While many employees inside are longtime employees who joined DHS in the years following the Sept. 11, 2001 attacks, Trahan said, there has been a surge of recent hiring within the department thanks to a significant increase in funding passed under the Trump administration.

“So we had a lot of questions about what happens when someone has no criminal record, what happens when someone is swept up in an operation and has no criminal wrongdoing, and those questions were answered,” said Trahan. “I think right now what is on display, the thing we have had the hardest time with, is the surge of resources that ICE has been granted in the past year has really increased the scope beyond the most violent criminals, the worst of the worst.”

Her visit also comes amid a transition in DHS, with former Homeland Security Secretary Kristi Noem’s recent ouster from the position, and Monday’s Senate confirmation of Republican Sen. Markwayne Mullin of Oklahoma to replace her.

“I think this administration has a pretty well known track record of hiring people who are unqualified for the positions they are in,” said Trahan when asked about Mullin’s appointment. “I served with Senator Mullin for one term. He has never overseen an agency or any organization with this many people. This is the largest domestic law enforcement agency in our country.”

Greater Assabet Indivisible Network board member Todd Palmer pressed Trahan about attempting to perform a future inspection of the facility unannounced. Trahan responded by citing recent court rulings by judges saying members of Congress can perform unannounced inspections, but said this visit was prearranged because she “wanted the ability to come in and we didn’t want any disruption at the door.”

“It worked out. I have to be honest, we were able to walk through the entire building. There was no door we asked to go in that they said ‘no,’” Trahan said. “If we have reason, whether there is a surge or other activity that warrants an unannounced visit, we know we have the obligation and the right to do that, and we will.”

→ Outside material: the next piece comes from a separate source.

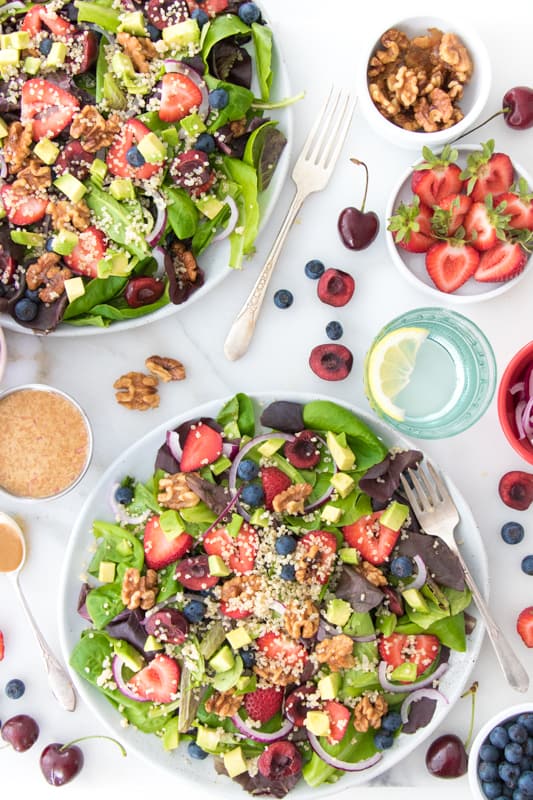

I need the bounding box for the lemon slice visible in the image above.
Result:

The Burlington ICE facility has been the site of multiple weekly protests primarily on Wednesdays and Thursdays since rumors of the conditions inside began to surface last spring, with demonstrations drawing hundreds of people some weeks. There was little activity in front of the facility Tuesday, except for Toni Matloff of Saugus, Lydia Van Evera of Lexington, and Palmer.

Matloff said she and Van Evera had been protesting at the building for “Justice for All Thursdays,” which was organized by Palmer and GAIN, but around December they began to feel like standing there and holding signs was not enough.

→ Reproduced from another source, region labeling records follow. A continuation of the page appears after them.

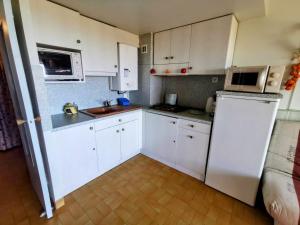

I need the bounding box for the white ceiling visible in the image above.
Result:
[52,0,268,34]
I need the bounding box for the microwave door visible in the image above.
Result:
[239,71,265,93]
[39,51,73,80]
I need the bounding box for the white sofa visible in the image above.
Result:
[263,120,300,225]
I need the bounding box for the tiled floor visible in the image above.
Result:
[0,149,272,225]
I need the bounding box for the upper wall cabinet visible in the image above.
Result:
[154,15,238,75]
[154,25,191,65]
[80,16,118,76]
[80,16,139,76]
[31,0,80,49]
[189,15,238,74]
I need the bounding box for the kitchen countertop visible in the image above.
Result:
[51,112,95,129]
[51,106,213,130]
[143,107,213,124]
[216,91,283,99]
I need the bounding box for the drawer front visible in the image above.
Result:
[95,110,142,130]
[179,119,211,134]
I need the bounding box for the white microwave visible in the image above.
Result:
[224,66,285,93]
[38,47,84,81]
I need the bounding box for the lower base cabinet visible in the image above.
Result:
[144,113,177,166]
[47,123,98,200]
[120,120,141,161]
[142,112,211,181]
[96,126,121,174]
[96,120,139,174]
[45,110,142,201]
[175,128,209,180]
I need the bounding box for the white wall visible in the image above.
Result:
[233,0,300,110]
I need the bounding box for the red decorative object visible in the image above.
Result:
[181,68,187,74]
[150,68,156,74]
[285,63,300,91]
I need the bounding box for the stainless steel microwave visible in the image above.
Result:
[224,66,285,93]
[38,47,84,81]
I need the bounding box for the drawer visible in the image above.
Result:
[95,110,142,130]
[178,119,211,134]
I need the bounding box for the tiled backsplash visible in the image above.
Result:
[163,75,225,108]
[46,77,123,115]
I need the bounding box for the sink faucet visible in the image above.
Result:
[103,100,112,107]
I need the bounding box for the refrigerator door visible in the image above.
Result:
[205,96,279,205]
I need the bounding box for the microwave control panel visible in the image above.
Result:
[265,66,285,93]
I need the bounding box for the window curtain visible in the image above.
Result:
[0,61,21,151]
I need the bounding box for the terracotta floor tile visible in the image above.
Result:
[0,151,273,225]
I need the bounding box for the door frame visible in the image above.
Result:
[0,0,53,218]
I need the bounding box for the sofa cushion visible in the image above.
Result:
[265,120,300,177]
[263,169,300,225]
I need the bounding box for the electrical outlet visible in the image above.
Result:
[211,77,219,84]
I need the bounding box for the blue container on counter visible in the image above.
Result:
[117,98,130,106]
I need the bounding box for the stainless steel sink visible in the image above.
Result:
[81,106,124,117]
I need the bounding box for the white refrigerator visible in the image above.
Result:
[205,91,281,206]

“So Todd and I and Lydia all spoke, and we thought of doing food distribution directly to immigrants and we have been going ever since,” said Matloff.

As immigrants with appointments in the building leave, Matloff and Van Evera flag them down and offer them food items, and if there are children, age-appropriate books as well. They started only giving these things out on Thursdays, but in the weeks since, they have expanded to just about every weekday, even on days without protesters. That expansion was driven in part by the amount of donations they were receiving for their efforts.

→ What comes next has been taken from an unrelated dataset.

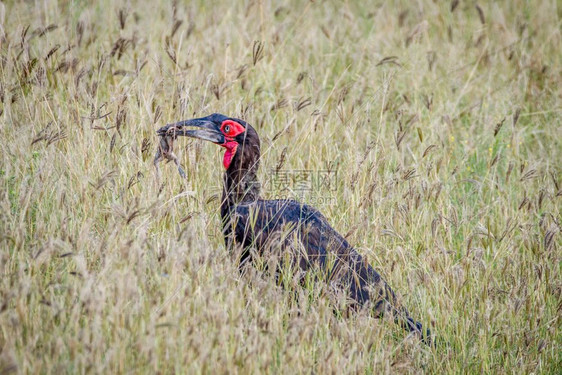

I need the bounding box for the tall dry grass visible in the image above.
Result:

“We have been getting a lot of donations that were just sitting in my house, basically. So we started on Thursdays, and we never expected to do beyond Thursdays,” said Matloff. “Then we were getting so many donations that we decided to add Friday to it.”

Now, Matloff said they are getting so many donations they are showing up to give it away until they run out again.

ICE and DHS did not respond to a request for comment from The Sun Tuesday.

Trahan is running for reelection this year for her seat in the Massachusetts 3rd Congressional District, with Gaige Clark as a challenger in the Democratic primary.